Jan Henner Putzier fordert kreisweiten Hitzeaktionsplan für den Landkreis Uelzen
Angesichts der zunehmenden Hitzewellen fordert Landratskandidat Jan Henner Putzier ein koordiniertes Vorgehen des Landkreises Uelzen beim Hitzeschutz. Die Auswirkungen des Klimawandels seien auch in der Region immer deutlicher spürbar und erforderten ein systematisches Handeln.
„Der Deutsche Wetterdienst spricht bereits ab einer gefühlten Temperatur von mehr als 32 Grad von einer starken Wärmebelastung. Solche Temperaturen erleben wir durch den Klimawandel immer häufiger. Deshalb braucht der Landkreis einen Hitzeaktionsplan, der die Menschen wirksam schützt“, erklärt Putzier.
Besonders gefährdet seien ältere Menschen, Kinder, Schwangere, Pflegebedürftige sowie Menschen mit Vorerkrankungen oder Behinderungen. Hitzewellen erhöhten das Risiko für Dehydrierung, Hitzschlag und Herz-Kreislauf-Erkrankungen erheblich.
Nach Ansicht Putziers müssen insbesondere Seniorenheime, Krankenhäuser, Kindertagesstätten und Schulen besser auf extreme Temperaturen vorbereitet werden. Viele Schulen zum Beispiel verfügten noch immer nicht über ausreichende Verschattung, gute Lüftungsmöglichkeiten oder kostenlose Trinkwasserspender. Das beeinträchtige nicht nur die Gesundheit, sondern auch die Lernfähigkeit der Schülerinnen und Schüler.
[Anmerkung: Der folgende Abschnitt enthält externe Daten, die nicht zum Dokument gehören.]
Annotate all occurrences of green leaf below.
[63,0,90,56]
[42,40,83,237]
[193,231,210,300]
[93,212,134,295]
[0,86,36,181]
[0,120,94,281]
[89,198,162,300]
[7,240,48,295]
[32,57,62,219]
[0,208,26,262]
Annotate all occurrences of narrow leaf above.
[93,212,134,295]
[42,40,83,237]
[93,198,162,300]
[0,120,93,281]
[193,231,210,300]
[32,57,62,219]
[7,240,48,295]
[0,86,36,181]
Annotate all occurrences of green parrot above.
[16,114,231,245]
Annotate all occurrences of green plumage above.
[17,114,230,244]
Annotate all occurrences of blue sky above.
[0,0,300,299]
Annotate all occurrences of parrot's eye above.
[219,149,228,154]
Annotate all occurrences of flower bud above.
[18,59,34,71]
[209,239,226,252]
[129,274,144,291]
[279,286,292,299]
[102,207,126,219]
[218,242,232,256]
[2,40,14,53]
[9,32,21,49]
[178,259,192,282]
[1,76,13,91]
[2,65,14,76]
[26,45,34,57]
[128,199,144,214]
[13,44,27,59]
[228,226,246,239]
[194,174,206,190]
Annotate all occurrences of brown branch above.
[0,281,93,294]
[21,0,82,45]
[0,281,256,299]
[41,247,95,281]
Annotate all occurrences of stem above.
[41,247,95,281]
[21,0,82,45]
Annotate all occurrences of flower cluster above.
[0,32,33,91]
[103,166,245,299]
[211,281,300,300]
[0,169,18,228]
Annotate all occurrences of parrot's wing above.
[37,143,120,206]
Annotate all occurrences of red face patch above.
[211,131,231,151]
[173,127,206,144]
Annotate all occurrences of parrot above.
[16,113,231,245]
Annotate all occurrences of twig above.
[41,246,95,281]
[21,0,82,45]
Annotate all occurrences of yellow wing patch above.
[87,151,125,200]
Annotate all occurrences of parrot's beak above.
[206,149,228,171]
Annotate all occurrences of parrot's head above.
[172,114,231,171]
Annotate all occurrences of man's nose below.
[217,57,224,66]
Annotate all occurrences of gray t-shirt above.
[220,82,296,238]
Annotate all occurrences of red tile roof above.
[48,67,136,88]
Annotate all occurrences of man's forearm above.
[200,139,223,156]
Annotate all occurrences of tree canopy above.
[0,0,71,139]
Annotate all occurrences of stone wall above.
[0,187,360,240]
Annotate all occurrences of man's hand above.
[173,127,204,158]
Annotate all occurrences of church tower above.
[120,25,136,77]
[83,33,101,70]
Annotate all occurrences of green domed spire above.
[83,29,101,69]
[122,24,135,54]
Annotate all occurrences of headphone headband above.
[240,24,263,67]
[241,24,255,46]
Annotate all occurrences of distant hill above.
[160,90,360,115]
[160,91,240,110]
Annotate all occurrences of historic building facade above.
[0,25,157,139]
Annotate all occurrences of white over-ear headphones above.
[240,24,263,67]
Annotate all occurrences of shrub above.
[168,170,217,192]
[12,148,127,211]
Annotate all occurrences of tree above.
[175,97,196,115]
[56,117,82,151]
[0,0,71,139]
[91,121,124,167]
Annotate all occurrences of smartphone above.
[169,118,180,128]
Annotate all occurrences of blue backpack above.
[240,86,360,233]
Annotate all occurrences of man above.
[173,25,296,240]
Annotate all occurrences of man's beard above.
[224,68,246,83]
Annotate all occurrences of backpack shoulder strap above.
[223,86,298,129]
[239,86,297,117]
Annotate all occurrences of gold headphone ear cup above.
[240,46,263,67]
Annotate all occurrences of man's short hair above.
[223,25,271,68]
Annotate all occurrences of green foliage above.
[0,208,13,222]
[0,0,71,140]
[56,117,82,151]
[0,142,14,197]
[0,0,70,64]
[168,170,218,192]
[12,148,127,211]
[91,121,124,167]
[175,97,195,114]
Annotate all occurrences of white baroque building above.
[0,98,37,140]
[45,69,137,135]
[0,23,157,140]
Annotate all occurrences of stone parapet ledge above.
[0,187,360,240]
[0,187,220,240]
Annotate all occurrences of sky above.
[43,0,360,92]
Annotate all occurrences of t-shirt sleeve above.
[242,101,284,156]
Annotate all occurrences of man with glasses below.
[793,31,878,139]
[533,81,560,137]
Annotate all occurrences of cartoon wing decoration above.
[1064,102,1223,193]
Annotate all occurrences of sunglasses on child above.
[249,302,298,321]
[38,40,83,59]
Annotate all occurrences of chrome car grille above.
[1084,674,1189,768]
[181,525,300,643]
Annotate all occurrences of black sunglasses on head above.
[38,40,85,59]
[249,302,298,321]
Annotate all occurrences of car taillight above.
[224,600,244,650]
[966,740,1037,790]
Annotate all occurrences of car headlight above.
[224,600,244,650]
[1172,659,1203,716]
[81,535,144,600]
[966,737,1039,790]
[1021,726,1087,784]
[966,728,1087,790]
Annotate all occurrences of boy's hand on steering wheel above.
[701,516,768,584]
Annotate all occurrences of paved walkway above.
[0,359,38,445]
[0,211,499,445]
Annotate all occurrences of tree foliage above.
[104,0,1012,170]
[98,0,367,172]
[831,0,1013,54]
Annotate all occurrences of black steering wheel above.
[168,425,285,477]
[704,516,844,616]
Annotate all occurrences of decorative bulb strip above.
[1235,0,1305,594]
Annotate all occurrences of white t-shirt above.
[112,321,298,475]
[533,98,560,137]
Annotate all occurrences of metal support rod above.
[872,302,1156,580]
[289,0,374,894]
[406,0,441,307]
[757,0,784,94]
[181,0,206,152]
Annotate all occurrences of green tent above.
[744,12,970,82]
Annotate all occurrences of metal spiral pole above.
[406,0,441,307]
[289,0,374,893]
Ein kreisweiter Hitzeaktionsplan sollte deshalb konkrete Maßnahmen zum Schutz besonders gefährdeter Menschen bündeln und gemeinsam mit den Städten und Gemeinden umgesetzt werden. Dazu gehören unter anderem bessere Informations- und Warnsysteme, mehr Verschattung und Begrünung öffentlicher Bereiche, die Pflanzung klimaresistenter Bäume sowie die Entsiegelung von Flächen, um die Folgen zunehmender Hitze langfristig abzumildern.
„Hitzeschutz ist Gesundheits- und Bevölkerungsschutz. Der Landkreis muss dieses Thema jetzt geordnet angehen und gemeinsam mit den Kommunen ein tragfähiges Konzept entwickeln“, so Jan Henner Putzier.